Namun di zaman yang modern ini, dampak sanksi itu hanya berlaku pada pasangan yang menikah sesuku saja, dan sekarang tidak semua daerah di Sumatera Barat yang memberlakukan sanksi itu. Di daerah asal Ridwan dan Kintani hal itu masih diberlakukan, masyarakat di sana masih menjunjung tinggi adat-istiadat dan tradisi turun-menurun dari para leluhur sejak dulunya.

“Lantas bagaimana saudara Gindo?” kali ini Pak Rustam yang bertanya, dia juga sangat terpukul akan kenyataan itu.

“Jalan satu-satunya kita harus memisahkan mereka, dan itu berarti tidak dibenarkan lagi untuk mereka menjalin hubungan cinta kasih,” jawab Paman Gindo.

“Tapi masalahnya sekarang, Ridwan dan Kintani berada dalam satu kota. Ridwan bekerja disana, sementara Kintani kuliah,” Bu Anggini ikut pusing memikirkan bagaimana cara memisahkan mereka.

“Begini saja, bukankah Ridwan memiliki Paman yang sekarang tinggal di Jakarta?”

“Benar saudara, Gindo,” jawab Pak Rustam.

“Nah, bagaimana kalau Ridwan kita suruh merantau ikut dengan Pamannya disana? Mengenai biaya ke Jakarta biar kami yang akan menanggung nantinya,” tawar Paman Gindo.

“Masalah biaya Ridwan ke Jakarta, kami rasa masih sanggup untuk memberikannya. Yang kami cemaskan sekarang tentang perasaan mereka, betapa hancurnya hati Ridwan dan Kintani setelah kita memberitahukan semua ini,” tutur Bu Suci.

“Apa boleh buat, Uni. Kita terpaksa bertindak seperti itu, agar keluarga besar kita tidak mendapat malu nantinya.

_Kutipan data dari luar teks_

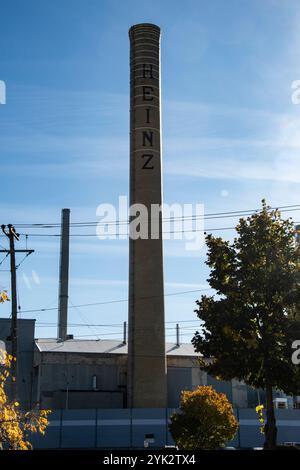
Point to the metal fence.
(126, 428)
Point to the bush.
(205, 420)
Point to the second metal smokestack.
(63, 276)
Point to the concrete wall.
(65, 380)
(126, 428)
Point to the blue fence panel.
(78, 429)
(113, 428)
(149, 421)
(51, 439)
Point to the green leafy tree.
(249, 326)
(205, 420)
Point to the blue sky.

Dan ini harus kita rahasiakan,” ujar Paman Gindo.

( Uda = Abang ) panggilan ini biasa digunakan dalam bahasa sehari-hari di Tanah Minang untuk memanggil pria yang lebih tua atau bisa juga untuk orang yang disayang seperti halnya pada suami maupun kekasih, ( Uni = Kakak ) kerap juga digunakan untuk memanggil wanita yang lebih tua di Tanah Minang.

“Baiklah, sekarang kami akan membawa Ridwan pulang. Di rumah nantinya akan kami beritahu tentang acara pertunangan yang kita batalkan ini,” tutur Pak Rustam.

“Iya Uda Rustam, kami juga nantinya setelah kepergian kalian akan memberitahukan itu pada Kintani. Sebenarnya tidak sampai hati karena memang mereka sejak awal tidak tahu menahu akan hal ini, tapi apa boleh buat segala resiko akan kita tanggung,” Paman Gindo berucap dengan nada yang berat.

“Ridwan, sekarang kita pulang ke rumah,” ajak Bu Suci yang dulu keluar dari ruang tengah.

“Loh, bukankah acara intinya belum dimulai, Bu?” Ridwan tampak heran dengan ajakan Ibunya untuk pulang ke rumah, begitu pula dengan Kintani.

“Nanti saja Ayah dan Ibu jelaskan saat tiba di rumah.” kali ini Pak Rustam yang membujuk putranya itu untuk pulang.

Meskipun dengan wajah lesu dan rasa penasaran, Ridwan yang juga dikenal patuh pada keduanya mengikuti ajakan Pak Rustam dan Bu Suci untuk pulang.

Sepeninggalnya Ridwan yang diajak kembali ke rumah oleh kedua orang tuanya, Paman Gindo, Pak Wisnu dan Bu Anggini menghampiri Kintani yang saat itu masih duduk bersimpuh di ruangan tempat acara pertunangan yang tadi direncanakan akan digelar.

“Kintani, Paman ingin bicara sesuatu padamu. Paman harap kamu nanti dapat memahaminya,” Paman Gindo mengawali pembicaraan.

“Ada apa Paman?” tanya Kintani penasaran karena melihat Ridwan barusan dibawa pulang oleh kedua orang tuanya.

“Begini Kintani, sebenarnya berat untuk Paman katakan karena Paman tahu hal ini tidak akan mudah dapat kamu terima. Namun apa boleh buat Paman harus mengungkapkan hal yang sebenarnya terjadi,” Paman Gindo hentikan sejenak bicaranya, ia tampak menarik napas dalam-dalam.

“Pertunanganmu dengan Ridwan kami batalkan,” belum selesai Paman Gindo melanjutkan kata-katanya Kintani memotong.

“Apa? Dibatalkan? Kenapa begitu, Paman? Ayah, Ibu! Apa yang terjadi sebenarnya, kenapa jadi begini?” Kintani terkejut bukan alang-kepalang dan ia semakin tak mengerti dengan yang diutarakan Pamannya itu.